Stephen is obviously more comfortable working with a crowd than on a one to one basis and, since that tentative start, his audiences have continued to increase in both size and, apparently, intensity. I wondered how the demonstrations had progressed since those early days.

"If I am to be honest, I would have to say that they haven't changed at all," he said.

"It's not an act and, as such, it's not something that you can rehearse and build. It's a question of being there, like a telephone exchange, and spirits tend to see me as a way of getting through.
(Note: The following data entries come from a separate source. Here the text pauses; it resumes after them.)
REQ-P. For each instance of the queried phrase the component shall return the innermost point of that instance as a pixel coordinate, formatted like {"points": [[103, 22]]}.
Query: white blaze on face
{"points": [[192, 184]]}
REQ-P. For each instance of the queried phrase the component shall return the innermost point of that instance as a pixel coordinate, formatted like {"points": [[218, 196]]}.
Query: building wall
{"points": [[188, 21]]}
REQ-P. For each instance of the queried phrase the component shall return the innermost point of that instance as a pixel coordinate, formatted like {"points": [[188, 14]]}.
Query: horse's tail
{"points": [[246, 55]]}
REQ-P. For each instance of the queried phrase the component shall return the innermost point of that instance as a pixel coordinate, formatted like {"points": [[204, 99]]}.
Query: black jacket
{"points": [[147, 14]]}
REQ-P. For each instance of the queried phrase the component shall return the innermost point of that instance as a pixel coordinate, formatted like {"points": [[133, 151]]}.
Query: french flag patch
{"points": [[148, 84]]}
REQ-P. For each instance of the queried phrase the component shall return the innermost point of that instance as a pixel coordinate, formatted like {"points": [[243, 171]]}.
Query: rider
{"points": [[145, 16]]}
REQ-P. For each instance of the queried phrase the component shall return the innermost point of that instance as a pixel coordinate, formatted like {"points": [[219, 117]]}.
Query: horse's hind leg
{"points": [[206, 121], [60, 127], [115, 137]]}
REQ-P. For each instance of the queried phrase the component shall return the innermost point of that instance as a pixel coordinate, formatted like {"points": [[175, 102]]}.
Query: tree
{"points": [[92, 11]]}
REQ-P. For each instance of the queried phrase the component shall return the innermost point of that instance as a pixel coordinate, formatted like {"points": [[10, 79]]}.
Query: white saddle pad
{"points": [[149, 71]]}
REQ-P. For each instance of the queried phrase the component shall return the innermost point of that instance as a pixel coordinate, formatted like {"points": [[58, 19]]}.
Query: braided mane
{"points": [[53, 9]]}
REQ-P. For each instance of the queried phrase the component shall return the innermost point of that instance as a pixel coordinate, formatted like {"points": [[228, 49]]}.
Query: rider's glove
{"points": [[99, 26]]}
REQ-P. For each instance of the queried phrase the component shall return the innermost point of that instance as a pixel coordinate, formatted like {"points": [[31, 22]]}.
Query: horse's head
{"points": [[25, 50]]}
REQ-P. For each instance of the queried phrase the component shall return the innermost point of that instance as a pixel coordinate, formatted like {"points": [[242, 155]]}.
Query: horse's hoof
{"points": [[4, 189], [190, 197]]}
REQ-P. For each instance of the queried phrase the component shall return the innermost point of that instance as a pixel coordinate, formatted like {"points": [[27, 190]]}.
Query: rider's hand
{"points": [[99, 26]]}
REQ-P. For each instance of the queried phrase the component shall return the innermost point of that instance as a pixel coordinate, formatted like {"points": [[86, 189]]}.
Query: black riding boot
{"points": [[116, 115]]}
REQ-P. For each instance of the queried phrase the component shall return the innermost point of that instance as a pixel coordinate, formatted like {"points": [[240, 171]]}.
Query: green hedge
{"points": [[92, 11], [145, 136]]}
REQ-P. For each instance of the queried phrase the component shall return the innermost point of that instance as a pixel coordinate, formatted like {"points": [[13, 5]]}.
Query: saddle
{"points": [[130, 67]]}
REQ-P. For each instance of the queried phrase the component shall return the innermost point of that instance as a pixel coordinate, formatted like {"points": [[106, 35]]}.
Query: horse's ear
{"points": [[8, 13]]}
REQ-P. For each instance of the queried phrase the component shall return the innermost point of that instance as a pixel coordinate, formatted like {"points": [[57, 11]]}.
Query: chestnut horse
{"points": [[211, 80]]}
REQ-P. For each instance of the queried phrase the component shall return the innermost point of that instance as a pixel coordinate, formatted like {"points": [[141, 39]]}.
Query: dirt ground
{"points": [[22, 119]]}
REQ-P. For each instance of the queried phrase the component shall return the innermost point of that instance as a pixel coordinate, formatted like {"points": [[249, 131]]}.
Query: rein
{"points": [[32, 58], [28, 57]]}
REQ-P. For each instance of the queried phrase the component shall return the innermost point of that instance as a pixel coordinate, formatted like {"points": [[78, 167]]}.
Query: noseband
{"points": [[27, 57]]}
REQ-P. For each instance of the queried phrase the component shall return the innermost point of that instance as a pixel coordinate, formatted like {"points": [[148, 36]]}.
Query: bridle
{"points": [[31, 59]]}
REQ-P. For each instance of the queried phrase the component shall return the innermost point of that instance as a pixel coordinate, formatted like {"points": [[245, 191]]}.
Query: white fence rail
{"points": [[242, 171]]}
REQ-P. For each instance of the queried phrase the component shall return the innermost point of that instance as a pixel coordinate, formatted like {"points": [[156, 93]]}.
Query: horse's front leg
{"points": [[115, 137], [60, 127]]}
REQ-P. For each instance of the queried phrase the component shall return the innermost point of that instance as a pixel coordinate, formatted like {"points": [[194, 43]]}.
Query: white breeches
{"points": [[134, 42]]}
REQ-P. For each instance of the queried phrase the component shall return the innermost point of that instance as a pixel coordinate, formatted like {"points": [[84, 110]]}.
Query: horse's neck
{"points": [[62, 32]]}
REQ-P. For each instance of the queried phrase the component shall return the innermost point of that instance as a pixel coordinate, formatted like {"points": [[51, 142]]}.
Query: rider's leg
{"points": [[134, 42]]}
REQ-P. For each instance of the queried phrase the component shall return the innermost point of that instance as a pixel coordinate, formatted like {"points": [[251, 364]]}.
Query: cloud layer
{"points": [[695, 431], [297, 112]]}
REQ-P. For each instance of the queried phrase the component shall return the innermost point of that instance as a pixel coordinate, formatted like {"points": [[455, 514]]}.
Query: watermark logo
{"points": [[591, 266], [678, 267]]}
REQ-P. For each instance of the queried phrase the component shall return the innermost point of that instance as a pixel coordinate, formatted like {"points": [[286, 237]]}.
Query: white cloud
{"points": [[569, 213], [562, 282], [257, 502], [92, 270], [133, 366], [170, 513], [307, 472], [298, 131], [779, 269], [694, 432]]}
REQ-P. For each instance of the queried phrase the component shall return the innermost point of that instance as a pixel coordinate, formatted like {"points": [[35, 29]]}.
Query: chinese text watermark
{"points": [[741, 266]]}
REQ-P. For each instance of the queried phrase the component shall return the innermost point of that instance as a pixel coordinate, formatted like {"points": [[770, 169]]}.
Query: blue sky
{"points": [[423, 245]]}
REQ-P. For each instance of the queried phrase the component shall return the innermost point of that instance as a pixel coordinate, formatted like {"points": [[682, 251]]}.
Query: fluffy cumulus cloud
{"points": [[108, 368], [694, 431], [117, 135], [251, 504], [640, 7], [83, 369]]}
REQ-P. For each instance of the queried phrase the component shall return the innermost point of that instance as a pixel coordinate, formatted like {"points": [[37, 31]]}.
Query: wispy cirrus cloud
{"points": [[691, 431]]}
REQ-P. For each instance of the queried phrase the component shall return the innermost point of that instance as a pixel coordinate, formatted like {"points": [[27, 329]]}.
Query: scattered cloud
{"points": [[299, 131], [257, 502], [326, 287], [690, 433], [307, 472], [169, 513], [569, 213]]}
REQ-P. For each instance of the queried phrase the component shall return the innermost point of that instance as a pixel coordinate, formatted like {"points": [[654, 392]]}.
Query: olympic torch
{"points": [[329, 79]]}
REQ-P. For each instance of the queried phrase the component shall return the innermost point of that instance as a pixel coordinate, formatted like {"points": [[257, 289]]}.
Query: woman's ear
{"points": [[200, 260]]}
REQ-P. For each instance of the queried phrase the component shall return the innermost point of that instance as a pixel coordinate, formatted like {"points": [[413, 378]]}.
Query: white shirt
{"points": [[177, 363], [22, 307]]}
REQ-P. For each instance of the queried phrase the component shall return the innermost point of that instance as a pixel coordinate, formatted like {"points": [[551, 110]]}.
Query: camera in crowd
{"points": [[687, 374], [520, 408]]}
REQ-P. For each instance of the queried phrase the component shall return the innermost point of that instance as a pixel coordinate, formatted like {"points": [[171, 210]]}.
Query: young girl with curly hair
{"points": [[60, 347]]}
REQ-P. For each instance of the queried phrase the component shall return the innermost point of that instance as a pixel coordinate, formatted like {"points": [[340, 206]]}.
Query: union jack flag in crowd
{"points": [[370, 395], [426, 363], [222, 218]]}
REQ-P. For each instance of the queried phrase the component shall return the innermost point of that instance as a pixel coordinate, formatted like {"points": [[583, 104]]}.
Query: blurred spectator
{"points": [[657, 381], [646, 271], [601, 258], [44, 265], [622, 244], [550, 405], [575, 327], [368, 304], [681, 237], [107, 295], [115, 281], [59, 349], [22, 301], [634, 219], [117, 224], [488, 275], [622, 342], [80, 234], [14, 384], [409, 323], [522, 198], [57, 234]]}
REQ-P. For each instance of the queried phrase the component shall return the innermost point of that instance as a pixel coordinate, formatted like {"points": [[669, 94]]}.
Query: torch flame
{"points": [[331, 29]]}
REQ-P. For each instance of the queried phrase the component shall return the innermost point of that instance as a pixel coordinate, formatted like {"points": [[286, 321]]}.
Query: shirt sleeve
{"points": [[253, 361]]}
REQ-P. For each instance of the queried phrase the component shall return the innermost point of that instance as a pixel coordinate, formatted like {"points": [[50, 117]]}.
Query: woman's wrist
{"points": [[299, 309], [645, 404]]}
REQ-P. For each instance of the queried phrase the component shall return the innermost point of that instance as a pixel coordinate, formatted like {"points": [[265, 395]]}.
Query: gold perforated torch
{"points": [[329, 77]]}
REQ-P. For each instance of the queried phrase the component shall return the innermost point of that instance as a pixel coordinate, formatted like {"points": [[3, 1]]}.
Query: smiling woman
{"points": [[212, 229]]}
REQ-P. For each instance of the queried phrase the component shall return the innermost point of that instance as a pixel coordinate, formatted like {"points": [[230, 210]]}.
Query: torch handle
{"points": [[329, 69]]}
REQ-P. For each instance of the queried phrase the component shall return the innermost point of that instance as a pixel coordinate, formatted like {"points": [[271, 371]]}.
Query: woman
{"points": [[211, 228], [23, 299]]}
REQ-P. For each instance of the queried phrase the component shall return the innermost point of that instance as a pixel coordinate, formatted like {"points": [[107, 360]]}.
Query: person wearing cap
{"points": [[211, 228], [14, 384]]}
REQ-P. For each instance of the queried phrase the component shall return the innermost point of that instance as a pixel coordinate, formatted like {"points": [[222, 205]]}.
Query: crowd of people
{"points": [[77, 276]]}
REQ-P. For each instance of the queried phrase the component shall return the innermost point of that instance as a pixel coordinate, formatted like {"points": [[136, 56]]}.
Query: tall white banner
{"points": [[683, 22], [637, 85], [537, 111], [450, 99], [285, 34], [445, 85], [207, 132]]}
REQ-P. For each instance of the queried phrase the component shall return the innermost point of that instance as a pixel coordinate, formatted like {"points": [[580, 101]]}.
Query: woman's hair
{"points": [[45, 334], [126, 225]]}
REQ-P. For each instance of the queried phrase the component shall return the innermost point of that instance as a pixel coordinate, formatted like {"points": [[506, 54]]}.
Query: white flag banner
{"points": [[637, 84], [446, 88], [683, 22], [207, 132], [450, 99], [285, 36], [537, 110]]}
"There can be a large number of spirits all trying to get through at the same time. If I have developed a skill, it's simply a method of sorting this and putting them in contact with the right people. It's an endlessly fascinating process.

"I am not keen on working on a one to one basis and only ever work with a crowd. It is the energy flow of a crowd that I tap intoor rather the energy flow beyond a crowd.

"The actual crowd is usually made up of people who really want to contact a relative, those who are completely sceptical - which I fully understand - and those who really don't want me to approach them. My job really is to prove that there is a life beyond."

Stephen's embryonic career coincided with Jane Macdonald, then a young rising singer who he met at a Leeds spiritualist meeting.

"I told Jane that she would become famous and that it would include some kind of cruise ship," Stephen said.

Only when Jane achieved fame through the first reality television series, The Cruise, did the extent of this vision become apparent.

The pair have remained great friends ever since.

"Her mother called me to thank me. I don't think she could believe how accurate that prediction was. There hadn't even been any reality shows, as such, until that one, so it was a bolt out of the blue."

While perfectly happy to admit that elements of showbiz sprinkle through his performance - "Well, it is a performance and, however in-tune you may be, there is no point in doing this if you aren't prepared to present it in an entertaining manner," - Stephen rightly takes his work extremely seriously.

"Spiritualists should be taken seriously," he said.

"We are here to provide people with proof of an afterlife and my goal really is to prove the survival of the spirit after the bodily death. Obviously there are a good many cynics, and quite right too. But I take great comfort in making them question their doubts."